I need advice on the data structure to use as an atom change log.
I am trying to implement the following algorithm. There is a stream of incoming changes updating the memory card. In a Haskell-like pseudo-code, this
update :: DataSet -> SomeListOf Change -> Change -> STM (DataSet, SomeListOf Change) update dataSet existingChanges newChange = do ... return (dataSet, existingChanges ++ [newChange])

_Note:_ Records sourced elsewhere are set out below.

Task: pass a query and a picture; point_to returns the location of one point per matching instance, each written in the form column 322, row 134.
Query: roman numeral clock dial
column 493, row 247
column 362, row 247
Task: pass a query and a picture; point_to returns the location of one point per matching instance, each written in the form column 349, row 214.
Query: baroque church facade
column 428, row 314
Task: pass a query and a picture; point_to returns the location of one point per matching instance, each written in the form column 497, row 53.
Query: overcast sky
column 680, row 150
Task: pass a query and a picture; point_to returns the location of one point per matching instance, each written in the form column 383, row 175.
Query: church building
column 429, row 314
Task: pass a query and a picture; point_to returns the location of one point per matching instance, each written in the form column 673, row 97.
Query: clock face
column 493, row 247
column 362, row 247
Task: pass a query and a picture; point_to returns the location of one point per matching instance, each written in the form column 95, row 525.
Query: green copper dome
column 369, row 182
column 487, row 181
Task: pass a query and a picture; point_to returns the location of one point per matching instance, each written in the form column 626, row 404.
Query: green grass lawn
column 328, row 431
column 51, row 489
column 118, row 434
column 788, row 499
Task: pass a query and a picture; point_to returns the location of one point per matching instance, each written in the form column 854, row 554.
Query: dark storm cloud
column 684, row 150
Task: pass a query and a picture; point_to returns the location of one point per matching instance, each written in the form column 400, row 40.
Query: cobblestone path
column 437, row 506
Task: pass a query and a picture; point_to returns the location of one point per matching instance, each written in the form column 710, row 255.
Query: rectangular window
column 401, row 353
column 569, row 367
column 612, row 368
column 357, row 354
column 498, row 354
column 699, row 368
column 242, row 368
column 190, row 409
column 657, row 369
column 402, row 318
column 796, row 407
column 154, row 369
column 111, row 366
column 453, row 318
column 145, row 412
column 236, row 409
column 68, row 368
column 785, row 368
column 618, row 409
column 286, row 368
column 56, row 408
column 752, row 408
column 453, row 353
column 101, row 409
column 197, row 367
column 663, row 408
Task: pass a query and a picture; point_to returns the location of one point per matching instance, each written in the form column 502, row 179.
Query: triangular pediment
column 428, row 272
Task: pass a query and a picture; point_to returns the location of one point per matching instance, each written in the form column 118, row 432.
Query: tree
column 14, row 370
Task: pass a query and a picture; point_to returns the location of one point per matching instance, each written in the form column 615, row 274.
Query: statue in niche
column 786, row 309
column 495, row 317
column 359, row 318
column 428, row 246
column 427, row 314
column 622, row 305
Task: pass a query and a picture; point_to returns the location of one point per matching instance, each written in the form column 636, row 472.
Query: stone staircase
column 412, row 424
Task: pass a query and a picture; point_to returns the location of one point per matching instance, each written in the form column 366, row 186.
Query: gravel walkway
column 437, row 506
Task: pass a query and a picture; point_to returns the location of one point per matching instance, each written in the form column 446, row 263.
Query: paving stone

where the DataSet is a map (currently it is a map from a package of stm containers, https://hackage.haskell.org/package/stm-containers-0.2.10/docs/STMContainers-Map.html ). All "update" is called from an arbitrary number of threads. Some of the changes may be rejected due to the semantics of the domain; I use throwSTM to throw away the effect of the transaction. In case of successful commit, "newChange" is added to the list.

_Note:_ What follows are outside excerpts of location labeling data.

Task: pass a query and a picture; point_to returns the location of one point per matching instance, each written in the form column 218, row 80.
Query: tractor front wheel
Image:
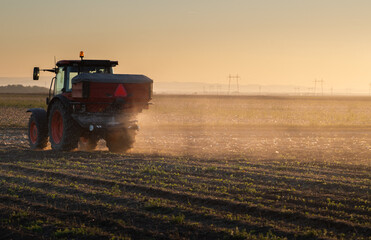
column 37, row 130
column 63, row 129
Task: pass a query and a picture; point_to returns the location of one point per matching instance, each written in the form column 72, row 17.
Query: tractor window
column 71, row 73
column 59, row 81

There is a separate thread that calls the following function:
flush :: STM (DataSet, SomeListOf Change) -> IO ()
this function should take the current snapshot of the DataSet along with the list of changes (it should have a consistent pair) and dump it into the file system, i.e.
flush data = do (dataSet, changes) <- atomically $ readTVar data_
I need advice on the data structure used for "SomeListOf Change." I do not want to use [Change] because it is "too streamlined" and I am afraid that there will be too many conflicts, which will cause the whole transaction to retry. Please correct me if I am wrong.
I can't use Set ( https://hackage.haskell.org/package/stm-containers-0.2.10/docs/STMContainers-Set.html ) because I still need to keep some order, for example. transaction procedure. I could use TChan for it, and it seems like a good match (the transaction order is exactly the same), but I don’t know how to implement the “flush” function so that it provides a consistent view of the entire change log with the DataSet.
The current implementation of this is here https://github.com/lolepezy/rpki-pub-server/blob/add-storage/src/RRDP/Repo.hs in the applyActionsToState and rrdpSyncThread functions, respectively. It uses TChan and seems to be doing it wrong.
Thanks in advance.
Update: A reasonable answer seems such that
type SomeListOf c = TChan [c] update :: DataSet -> TChan [Change] -> Change -> STM DataSet update dataSet existingChanges newChange = do ... writeTChan changeChan $ reverse (newChange : existingChanges) return dataSet flush data_ = do (dataSet, changes) <- atomically $ (,) <$> readTVar data_ <*> readTChan changeChan
But I'm still not sure if this is a neat decision to pass the whole list as a channel element.